Talks in Munich on Thursday between the US secretary of state, John Kerry, and his Russian counterpart, Sergei Lavrov, will be closely watched for any sign of an end to the deadly impasse. UN-brokered peace talks in Geneva are scheduled to resume in two weeks but are unlikely to do so without a significant shift of policy.
Speaking in London on Wednesday, an opposition spokesman, Salim al-Muslet, said President Barack Obama could stop the Russian attacks. “If he is willing to save our children it is really the time now to say ‘no’ to these strikes in Syria,” he said. The Washington Post reported that Moscow had sent a letter to Washington proposing to stop bombing on 1 March.
Of the 470,000 war dead counted by the SCPR, about 400,000 were directly due to violence, while the remaining 70,000 fell victim to lack of adequate health services, medicine, especially for chronic diseases, lack of food, clean water, sanitation and proper housing, especially for those displaced within conflict zones.
“We use very rigorous research methods and we are sure of this figure,” Rabie Nasser, the report’s author, told the Guardian. “Indirect deaths will be greater in the future, though most NGOs [non-governmental organisations] and the UN ignore them.
“We think that the UN documentation and informal estimation underestimated the casualties due to lack of access to information during the crisis,” he said.
In statistical terms, Syria’s mortality rate increase from 4.4 per thousand in 2010 to 10.9 per thousand in 2015.
The UN high commissioner for human rights – which manages conflict death tolls – stopped counting Syria’s dead in mid-2014, citing lack of access and diminishing confidence in data sources.
The SCPR was based until recently in Damascus and research for this and previous reports was carried out on the ground across Syria. It is careful not to criticise the Syrian government or its allies – Iran, Hezbollah, Russia. And with the exception of Islamic State, it refers only to “armed groups” seeking to overthrow President Bashar al-Assad. But despite the neutral tone the findings are shocking.
In an atmosphere of “coercion, fear and fanaticism”, blackmail, theft and smuggling have supported the continuation of armed conflict so that the Syrian economy has become “a black hole” absorbing “domestic and external resources”.Oil production continues to be an “important financial resource” for Isis and other armed groups, it says.

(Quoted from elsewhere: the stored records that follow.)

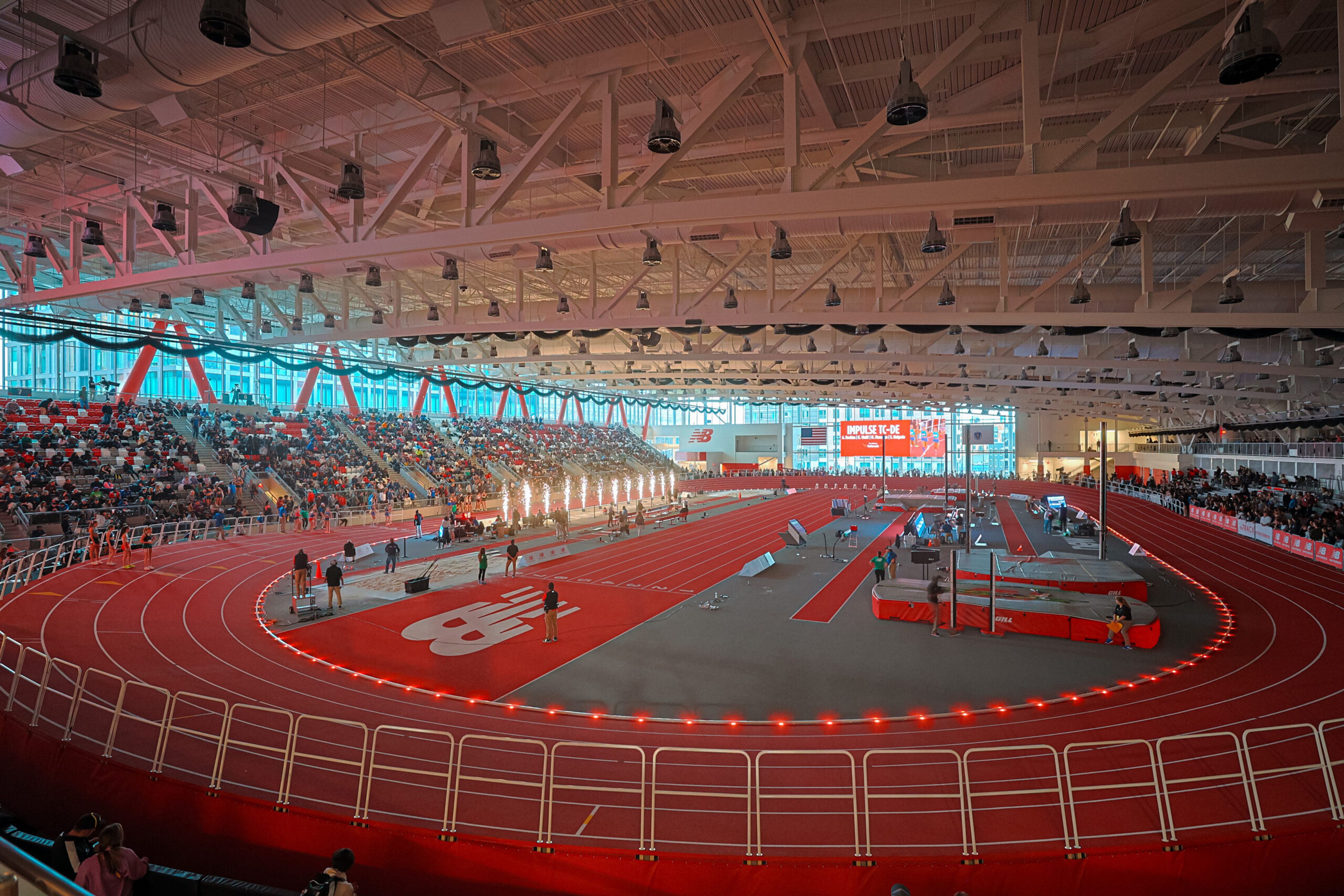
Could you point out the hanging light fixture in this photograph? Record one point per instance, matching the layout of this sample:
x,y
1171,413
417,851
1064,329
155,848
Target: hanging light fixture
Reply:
x,y
93,234
1232,293
909,104
651,253
664,136
77,69
164,219
1127,232
225,22
934,241
1081,295
487,166
1253,50
245,202
351,182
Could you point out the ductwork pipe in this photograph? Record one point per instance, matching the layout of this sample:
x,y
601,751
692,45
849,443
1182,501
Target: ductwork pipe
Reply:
x,y
167,53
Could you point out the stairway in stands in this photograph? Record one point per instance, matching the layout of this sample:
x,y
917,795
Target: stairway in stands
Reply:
x,y
406,476
213,464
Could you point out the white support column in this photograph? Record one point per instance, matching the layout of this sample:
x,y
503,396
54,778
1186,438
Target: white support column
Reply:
x,y
193,209
471,144
611,142
677,276
128,234
1030,97
880,275
593,285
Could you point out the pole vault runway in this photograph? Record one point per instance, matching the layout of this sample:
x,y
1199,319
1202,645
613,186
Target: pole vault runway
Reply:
x,y
486,640
191,627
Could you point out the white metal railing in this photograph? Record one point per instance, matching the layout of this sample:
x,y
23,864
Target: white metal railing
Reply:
x,y
195,735
534,770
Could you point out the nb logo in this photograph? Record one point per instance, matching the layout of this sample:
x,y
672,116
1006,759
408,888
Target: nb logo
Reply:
x,y
480,625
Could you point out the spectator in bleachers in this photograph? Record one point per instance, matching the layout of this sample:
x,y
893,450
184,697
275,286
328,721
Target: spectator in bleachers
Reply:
x,y
113,868
73,847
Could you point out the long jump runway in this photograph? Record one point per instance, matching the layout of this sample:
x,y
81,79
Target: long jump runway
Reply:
x,y
191,627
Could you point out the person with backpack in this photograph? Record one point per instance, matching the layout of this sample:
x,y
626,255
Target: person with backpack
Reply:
x,y
73,847
112,870
334,880
334,579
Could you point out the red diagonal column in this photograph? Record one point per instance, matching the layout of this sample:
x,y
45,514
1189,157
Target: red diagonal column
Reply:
x,y
420,398
344,383
198,370
131,389
307,391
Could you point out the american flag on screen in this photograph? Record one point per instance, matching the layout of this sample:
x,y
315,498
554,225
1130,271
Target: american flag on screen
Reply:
x,y
812,436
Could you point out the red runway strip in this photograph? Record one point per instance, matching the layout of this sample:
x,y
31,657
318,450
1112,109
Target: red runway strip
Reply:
x,y
1014,534
834,594
486,640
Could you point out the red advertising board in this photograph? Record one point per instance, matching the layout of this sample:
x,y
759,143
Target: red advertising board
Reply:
x,y
893,438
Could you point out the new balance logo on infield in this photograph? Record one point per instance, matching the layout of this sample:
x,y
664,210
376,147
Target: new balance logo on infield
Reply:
x,y
480,625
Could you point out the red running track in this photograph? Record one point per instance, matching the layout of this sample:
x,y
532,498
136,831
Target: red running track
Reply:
x,y
194,629
487,640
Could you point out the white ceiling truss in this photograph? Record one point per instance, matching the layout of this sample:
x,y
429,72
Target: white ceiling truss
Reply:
x,y
1045,119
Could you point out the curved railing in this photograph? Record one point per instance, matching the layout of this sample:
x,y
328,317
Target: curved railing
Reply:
x,y
464,779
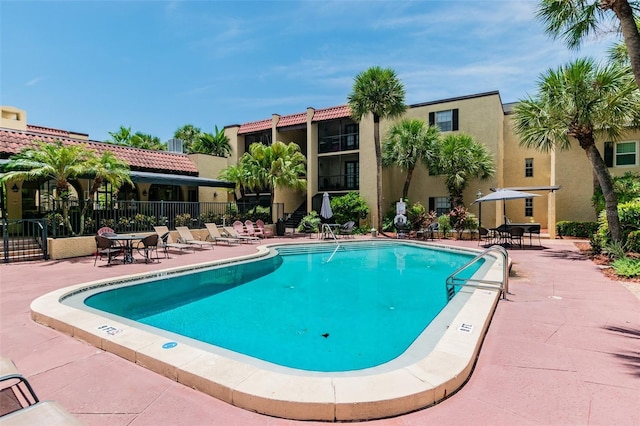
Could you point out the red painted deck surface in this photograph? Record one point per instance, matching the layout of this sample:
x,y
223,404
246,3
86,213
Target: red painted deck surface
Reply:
x,y
572,360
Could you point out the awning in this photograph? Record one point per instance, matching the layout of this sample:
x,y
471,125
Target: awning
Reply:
x,y
167,179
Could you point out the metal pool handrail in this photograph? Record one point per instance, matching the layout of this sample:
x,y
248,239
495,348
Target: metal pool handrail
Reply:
x,y
453,281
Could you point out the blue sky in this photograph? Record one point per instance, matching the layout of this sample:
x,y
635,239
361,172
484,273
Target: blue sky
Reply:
x,y
92,66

Consumer prices rose 53% last year. But suffering is unevenly spread. “Prices in conflict zones and besieged areas are much higher than elsewhere in the country and this boosts profit margins for war traders who monopolise the markets of these regions,” it says. Employment conditions and pay have deteriorated and women work less because of security concerns. About 13.8 million Syrians have lost their source of livelihood.
“The common characteristics across all regions are lack of security, the allocation of all resources to the fighting, the creation of violence-related job opportunities and imposition of authority by force.”
The shrinking of the population by 21% helps explain the waves of refugees reaching Turkey and Europe. In all, 45% of the population have been displaced, 6.36 million internally and more than 4 million abroad. Health, education and income standards have all deteriorated sharply. Poverty increased by 85% in 2015 alone.
The report notes that the rest of the world has been slow to wake up to the dimensions of the crisis. “Despite the fact that Syrians have been suffering for … five years, global attention to human rights and dignity for them only intensified when the crisis had a direct impact on the societies of developed countries.”
The conflict “continues to destroy the social and economic fabric of the country with the intensification of international interventions that deepen polarisation among Syrians. Human development, rights and dignity have been comprehensively ruined.”